Manon Deketer, troisième des Mondiaux 2022 (en l’absence d’Agbégnénou), revient d’une rupture des ligaments croisés. D’ici Paris 2024, la concurrence sera internationale. "L’envie est revenue", clame-t-elle ce mardi d’octobre sur le tatami de l’Insep. A Montpellier, Agbégnénou va avoir de quoi tester ses nouvelles armes. La Kosovarde Fazliu, numéro une mondiale, la Britannique Renshall, l’Israélienne Sharir, la Portugaise Timo. Il ne manquera aucune fille forte à l’appel. Fazliu a battu la Française lors de sa première compétition individuelle d’après grossesse. Elle avait célébré ce succès comme on fête une médaille.

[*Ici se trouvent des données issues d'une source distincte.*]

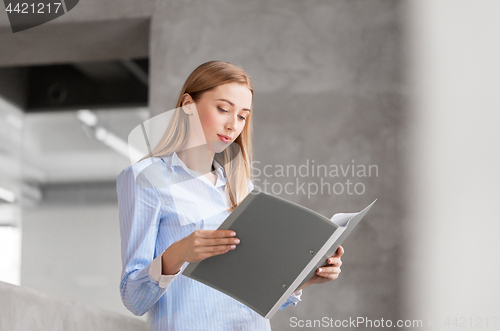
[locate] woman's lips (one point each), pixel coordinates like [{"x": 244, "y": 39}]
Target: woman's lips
[{"x": 224, "y": 139}]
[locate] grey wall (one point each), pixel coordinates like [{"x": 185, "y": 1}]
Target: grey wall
[{"x": 71, "y": 246}]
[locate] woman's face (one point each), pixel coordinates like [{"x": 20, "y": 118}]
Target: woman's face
[{"x": 222, "y": 112}]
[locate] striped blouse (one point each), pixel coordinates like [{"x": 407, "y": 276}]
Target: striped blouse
[{"x": 161, "y": 201}]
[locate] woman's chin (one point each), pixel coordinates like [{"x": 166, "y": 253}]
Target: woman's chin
[{"x": 218, "y": 146}]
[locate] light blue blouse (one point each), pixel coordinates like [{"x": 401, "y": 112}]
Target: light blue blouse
[{"x": 161, "y": 201}]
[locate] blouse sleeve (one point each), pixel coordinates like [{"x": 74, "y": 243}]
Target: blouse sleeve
[
  {"x": 292, "y": 299},
  {"x": 139, "y": 214}
]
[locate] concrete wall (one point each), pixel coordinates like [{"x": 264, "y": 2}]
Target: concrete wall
[
  {"x": 26, "y": 309},
  {"x": 328, "y": 87},
  {"x": 71, "y": 246}
]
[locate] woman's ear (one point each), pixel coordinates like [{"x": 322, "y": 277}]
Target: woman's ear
[{"x": 187, "y": 104}]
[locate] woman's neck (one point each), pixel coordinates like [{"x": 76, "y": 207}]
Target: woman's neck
[{"x": 199, "y": 158}]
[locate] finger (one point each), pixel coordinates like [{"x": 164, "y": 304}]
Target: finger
[
  {"x": 217, "y": 233},
  {"x": 339, "y": 252},
  {"x": 326, "y": 271}
]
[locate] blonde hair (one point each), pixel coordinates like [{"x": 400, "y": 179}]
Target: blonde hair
[{"x": 205, "y": 77}]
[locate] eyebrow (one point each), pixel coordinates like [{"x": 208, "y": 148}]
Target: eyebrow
[{"x": 232, "y": 104}]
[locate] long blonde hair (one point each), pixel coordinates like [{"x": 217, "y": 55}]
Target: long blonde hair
[{"x": 205, "y": 77}]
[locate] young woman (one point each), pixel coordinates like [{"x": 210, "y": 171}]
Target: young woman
[{"x": 172, "y": 201}]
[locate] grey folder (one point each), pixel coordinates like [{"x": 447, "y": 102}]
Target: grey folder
[{"x": 282, "y": 245}]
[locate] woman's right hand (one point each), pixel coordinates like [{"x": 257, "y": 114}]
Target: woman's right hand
[
  {"x": 201, "y": 244},
  {"x": 197, "y": 246}
]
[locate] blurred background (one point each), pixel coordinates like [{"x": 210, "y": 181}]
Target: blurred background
[{"x": 410, "y": 87}]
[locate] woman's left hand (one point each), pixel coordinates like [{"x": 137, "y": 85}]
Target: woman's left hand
[{"x": 326, "y": 274}]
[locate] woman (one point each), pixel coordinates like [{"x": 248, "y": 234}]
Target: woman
[{"x": 172, "y": 201}]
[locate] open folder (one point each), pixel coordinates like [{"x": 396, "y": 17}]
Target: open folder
[{"x": 282, "y": 245}]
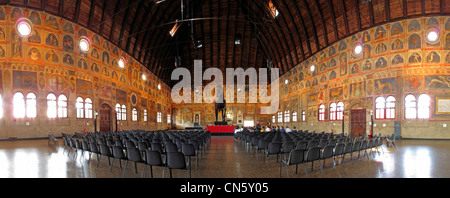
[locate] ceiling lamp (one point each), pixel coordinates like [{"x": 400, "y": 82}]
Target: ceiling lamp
[
  {"x": 174, "y": 29},
  {"x": 432, "y": 36},
  {"x": 84, "y": 44},
  {"x": 358, "y": 49},
  {"x": 312, "y": 68},
  {"x": 121, "y": 63},
  {"x": 24, "y": 27}
]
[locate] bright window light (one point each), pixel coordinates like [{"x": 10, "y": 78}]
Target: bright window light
[
  {"x": 121, "y": 63},
  {"x": 432, "y": 36},
  {"x": 84, "y": 44},
  {"x": 24, "y": 27},
  {"x": 358, "y": 49}
]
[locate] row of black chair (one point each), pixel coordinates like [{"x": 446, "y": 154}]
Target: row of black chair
[
  {"x": 147, "y": 154},
  {"x": 304, "y": 147}
]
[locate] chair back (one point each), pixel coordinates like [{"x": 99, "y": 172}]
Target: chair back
[
  {"x": 296, "y": 156},
  {"x": 302, "y": 145},
  {"x": 153, "y": 158},
  {"x": 313, "y": 154},
  {"x": 85, "y": 145},
  {"x": 94, "y": 148},
  {"x": 339, "y": 150},
  {"x": 348, "y": 148},
  {"x": 118, "y": 152},
  {"x": 287, "y": 147},
  {"x": 134, "y": 155},
  {"x": 157, "y": 147},
  {"x": 104, "y": 150},
  {"x": 188, "y": 149},
  {"x": 171, "y": 147},
  {"x": 176, "y": 160},
  {"x": 274, "y": 148},
  {"x": 327, "y": 152}
]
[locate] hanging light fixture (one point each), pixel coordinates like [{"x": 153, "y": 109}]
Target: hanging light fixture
[
  {"x": 84, "y": 44},
  {"x": 24, "y": 27}
]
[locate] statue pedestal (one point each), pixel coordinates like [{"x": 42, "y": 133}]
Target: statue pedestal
[{"x": 220, "y": 123}]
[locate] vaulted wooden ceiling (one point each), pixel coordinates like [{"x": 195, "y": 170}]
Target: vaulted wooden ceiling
[{"x": 302, "y": 28}]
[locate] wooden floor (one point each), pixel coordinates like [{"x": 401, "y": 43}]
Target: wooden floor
[{"x": 226, "y": 158}]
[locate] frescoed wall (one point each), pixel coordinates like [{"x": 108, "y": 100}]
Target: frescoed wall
[
  {"x": 396, "y": 60},
  {"x": 49, "y": 61}
]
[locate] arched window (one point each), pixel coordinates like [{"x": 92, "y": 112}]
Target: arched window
[
  {"x": 124, "y": 112},
  {"x": 118, "y": 112},
  {"x": 287, "y": 116},
  {"x": 333, "y": 111},
  {"x": 294, "y": 116},
  {"x": 19, "y": 105},
  {"x": 390, "y": 107},
  {"x": 80, "y": 107},
  {"x": 31, "y": 105},
  {"x": 62, "y": 106},
  {"x": 340, "y": 111},
  {"x": 380, "y": 105},
  {"x": 134, "y": 113},
  {"x": 423, "y": 106},
  {"x": 51, "y": 106},
  {"x": 158, "y": 117},
  {"x": 1, "y": 106},
  {"x": 322, "y": 112},
  {"x": 410, "y": 107},
  {"x": 145, "y": 115},
  {"x": 303, "y": 116},
  {"x": 88, "y": 107}
]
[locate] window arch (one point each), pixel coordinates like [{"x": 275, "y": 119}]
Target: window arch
[
  {"x": 19, "y": 105},
  {"x": 134, "y": 115},
  {"x": 1, "y": 106},
  {"x": 322, "y": 112},
  {"x": 410, "y": 107},
  {"x": 118, "y": 112},
  {"x": 333, "y": 111},
  {"x": 380, "y": 104},
  {"x": 24, "y": 107},
  {"x": 390, "y": 107},
  {"x": 62, "y": 106},
  {"x": 124, "y": 112},
  {"x": 423, "y": 106},
  {"x": 88, "y": 108},
  {"x": 287, "y": 116},
  {"x": 340, "y": 111},
  {"x": 31, "y": 105},
  {"x": 79, "y": 105},
  {"x": 51, "y": 106},
  {"x": 145, "y": 115}
]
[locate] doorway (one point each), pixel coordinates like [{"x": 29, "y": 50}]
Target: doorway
[
  {"x": 358, "y": 122},
  {"x": 105, "y": 118}
]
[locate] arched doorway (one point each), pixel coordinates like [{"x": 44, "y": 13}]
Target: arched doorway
[
  {"x": 358, "y": 119},
  {"x": 105, "y": 118}
]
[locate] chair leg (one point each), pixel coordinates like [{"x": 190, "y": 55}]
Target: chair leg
[
  {"x": 125, "y": 169},
  {"x": 321, "y": 169},
  {"x": 287, "y": 170},
  {"x": 306, "y": 170},
  {"x": 112, "y": 164},
  {"x": 143, "y": 171}
]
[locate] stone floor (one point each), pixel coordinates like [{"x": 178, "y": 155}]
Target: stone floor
[{"x": 225, "y": 158}]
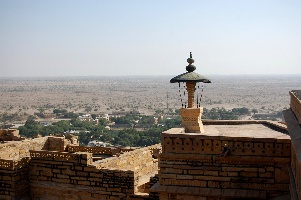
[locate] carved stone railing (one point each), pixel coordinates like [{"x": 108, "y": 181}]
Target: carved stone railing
[
  {"x": 295, "y": 105},
  {"x": 13, "y": 164},
  {"x": 214, "y": 146},
  {"x": 83, "y": 158},
  {"x": 99, "y": 150}
]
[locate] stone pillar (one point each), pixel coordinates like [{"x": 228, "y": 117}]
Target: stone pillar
[
  {"x": 190, "y": 87},
  {"x": 191, "y": 120}
]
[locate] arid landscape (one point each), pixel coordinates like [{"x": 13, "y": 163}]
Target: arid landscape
[{"x": 146, "y": 93}]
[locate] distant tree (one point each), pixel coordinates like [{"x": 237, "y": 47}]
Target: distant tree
[
  {"x": 93, "y": 116},
  {"x": 254, "y": 111}
]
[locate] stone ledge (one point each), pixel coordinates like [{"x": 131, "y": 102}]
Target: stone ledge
[{"x": 209, "y": 192}]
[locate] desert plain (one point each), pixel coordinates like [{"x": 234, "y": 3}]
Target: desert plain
[{"x": 266, "y": 93}]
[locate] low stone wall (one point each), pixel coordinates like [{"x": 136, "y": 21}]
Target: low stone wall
[
  {"x": 19, "y": 149},
  {"x": 295, "y": 105},
  {"x": 201, "y": 165},
  {"x": 56, "y": 175},
  {"x": 14, "y": 161},
  {"x": 141, "y": 161},
  {"x": 63, "y": 175},
  {"x": 14, "y": 179},
  {"x": 99, "y": 150}
]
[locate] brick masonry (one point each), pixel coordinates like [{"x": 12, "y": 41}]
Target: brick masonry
[{"x": 202, "y": 165}]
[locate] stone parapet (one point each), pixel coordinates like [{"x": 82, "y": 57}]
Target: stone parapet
[
  {"x": 295, "y": 105},
  {"x": 191, "y": 120},
  {"x": 218, "y": 164},
  {"x": 77, "y": 158},
  {"x": 99, "y": 150},
  {"x": 294, "y": 130}
]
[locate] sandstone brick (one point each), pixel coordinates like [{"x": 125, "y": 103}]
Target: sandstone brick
[
  {"x": 83, "y": 182},
  {"x": 82, "y": 173}
]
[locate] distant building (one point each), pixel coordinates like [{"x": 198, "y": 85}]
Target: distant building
[
  {"x": 46, "y": 123},
  {"x": 9, "y": 135},
  {"x": 45, "y": 115},
  {"x": 88, "y": 118}
]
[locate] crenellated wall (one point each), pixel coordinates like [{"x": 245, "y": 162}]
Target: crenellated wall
[
  {"x": 14, "y": 164},
  {"x": 64, "y": 175},
  {"x": 215, "y": 166},
  {"x": 295, "y": 105},
  {"x": 99, "y": 150},
  {"x": 293, "y": 120}
]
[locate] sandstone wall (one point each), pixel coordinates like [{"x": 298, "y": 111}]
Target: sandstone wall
[
  {"x": 250, "y": 168},
  {"x": 19, "y": 149},
  {"x": 295, "y": 105},
  {"x": 14, "y": 161},
  {"x": 63, "y": 175},
  {"x": 14, "y": 179}
]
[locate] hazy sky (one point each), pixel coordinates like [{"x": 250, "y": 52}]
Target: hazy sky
[{"x": 149, "y": 37}]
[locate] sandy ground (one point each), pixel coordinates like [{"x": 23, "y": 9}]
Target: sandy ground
[{"x": 145, "y": 93}]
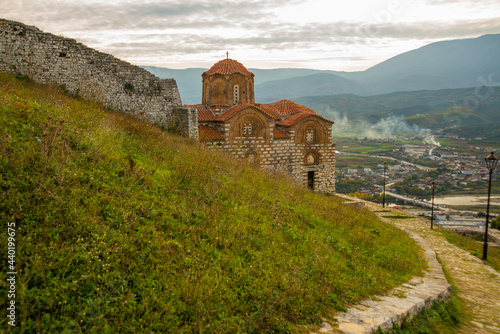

Depuis, la jeune femme aux cheveux courts a pris une autre dimension en gagnant le Masters grâce à sa poigne d’airain.

Agbégnénou n’est pas du genre à tendre deux fois la joue : "Je vais chercher de la sérénité, me jauger, mettre les pendules à l’heure et surtout leur mettre un impact psychologique ce serait bien. Ce serait bien de gagner en ayant mis un impact physique comme ça les filles se diront ‘elle est revenue, ça va être très compliqué’." Elle avoue qu’elle doit toujours jongler avec de bonnes doses de fatigue. Le régime aussi est un tout petit plus compliqué avec un kilo supplémentaire à faire disparaître au moment de la balance. Après Montpellier, on ne le reverra à l’ouvrage que début 2024 au tournoi de Paris. La saison prochaine ne sera vraisemblablement pas sa dernière. Ses derniers JO oui mais pas le point final de sa carrière maousse.

A 30 ans, elle garde l’esprit léger sachant bien quel lièvre est le plus important à courser. Elle ne parle pas de sa 17e place mondiale qui ne lui offre pas pour le moment un statut de tête de série. Le viseur est posé sur le 30 juillet 2024 : "la seule chose grave ce serait de perdre aux JO. Cet Euro ce sont des prises d’informations, de l’entraînement. Si je perds tout avant les JO et que je gagne à Paris ça me va. L’objectif c’est d’y arriver prête et opérationnelle." Le rendez-vous montpelliérain va regorger d’informations pour le logiciel Agbégnénou. En attendant la prochaine mise à jour.